夏花火に乾杯
南砂 碧海
第1話
日本国内で蔓延した感染症で中止されていた夏祭りは久しぶりに解禁された。八月一日の夜七時、夜空に最初の花火が打ち上げられた。地方の小さな祭りのエンディングだったが、それでも川沿いの会場は、沢山の人で埋め尽くされていた。ある人は浴衣で、ある人はTシャツで、ある人はネクタイのまま参加するなどスタイルは様々だった。
その中で祭りを見物していた気になるグループがあった。彼らは、ジョッキや祭りで使うクリアなコップではなく、大き目の透明なワイングラスを持ち寄っていた。その中に、透明なガラス球を入れてビールを注いでいる。ラムネのガラス球にしては大きい。タイミングを待っているようだ。

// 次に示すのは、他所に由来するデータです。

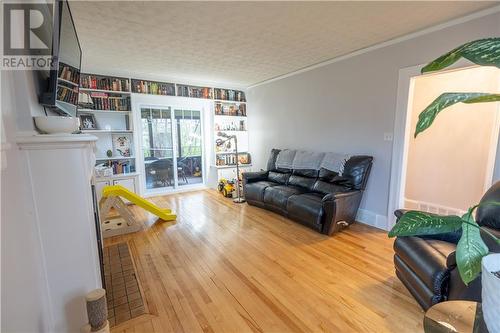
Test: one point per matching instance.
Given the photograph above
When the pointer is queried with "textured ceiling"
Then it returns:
(241, 43)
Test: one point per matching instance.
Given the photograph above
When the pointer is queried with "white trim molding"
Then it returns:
(372, 219)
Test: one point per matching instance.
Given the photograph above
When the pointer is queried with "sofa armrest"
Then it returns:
(251, 177)
(451, 237)
(340, 210)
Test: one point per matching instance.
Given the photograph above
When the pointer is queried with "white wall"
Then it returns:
(348, 105)
(24, 286)
(454, 154)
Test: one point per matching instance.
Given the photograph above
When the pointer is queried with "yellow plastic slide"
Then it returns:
(120, 191)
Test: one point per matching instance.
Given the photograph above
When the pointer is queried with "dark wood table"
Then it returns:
(455, 316)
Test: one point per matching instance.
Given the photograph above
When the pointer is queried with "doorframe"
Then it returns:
(139, 101)
(402, 133)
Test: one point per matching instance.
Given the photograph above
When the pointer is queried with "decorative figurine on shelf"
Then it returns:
(225, 138)
(87, 121)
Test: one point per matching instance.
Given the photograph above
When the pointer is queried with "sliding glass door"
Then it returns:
(189, 149)
(171, 147)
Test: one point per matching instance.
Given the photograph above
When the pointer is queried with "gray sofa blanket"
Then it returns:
(301, 159)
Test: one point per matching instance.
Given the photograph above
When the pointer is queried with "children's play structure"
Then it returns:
(125, 222)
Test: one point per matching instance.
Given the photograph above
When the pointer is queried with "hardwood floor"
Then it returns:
(225, 267)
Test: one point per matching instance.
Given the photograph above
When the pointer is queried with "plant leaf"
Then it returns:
(426, 117)
(470, 250)
(415, 223)
(484, 52)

面倒なことをする人達だなと思いながらも、空に花火が打ち上がると、彼らの様子は気にならなくなった。花火が連続で打ち上げられると彼らの様相が変わった。暗い会場の中は、花火が打ち上がる度に手元が明るくなる。彼らのグループは、花火の輝きで若い女性一人と若い男性八人だと分かった。八つの注いだワイングラスを高く空に掲げ円陣を組んだ。円陣の中には、浴衣姿の若き女性が立ち、神主が持つような木の棒に紙垂れがついた大麻(おおぬさ)のような物を持ち立っている。打ち上げられた花火が、彼らのグラスの液体を七変化させた。それぞれのグラスの中のガラス球は明るく光り、仁…義…礼…智…忠…信…考…悌…の文字がそれぞれ浮かび上がった。若い女性と八人の男性は、グラスを高く掲げ「怨霊退散。」と声を上げて乾杯をした。
花火の音で打ち消され誰も気付かない。続けて打ち上げられた花火が、八人の若者の影を映し出すと、彼らの影は、一人の姫を囲む八匹の犬の影に変化した。中央の伏姫と八犬士の影が、何回もの夏花火の打ち上げで繰り返し映し出されていたが、誰も気づく事はなかった。彼らは、どんな怨霊を退散させたのだろうかと夏の花火が作る影を見つめていた。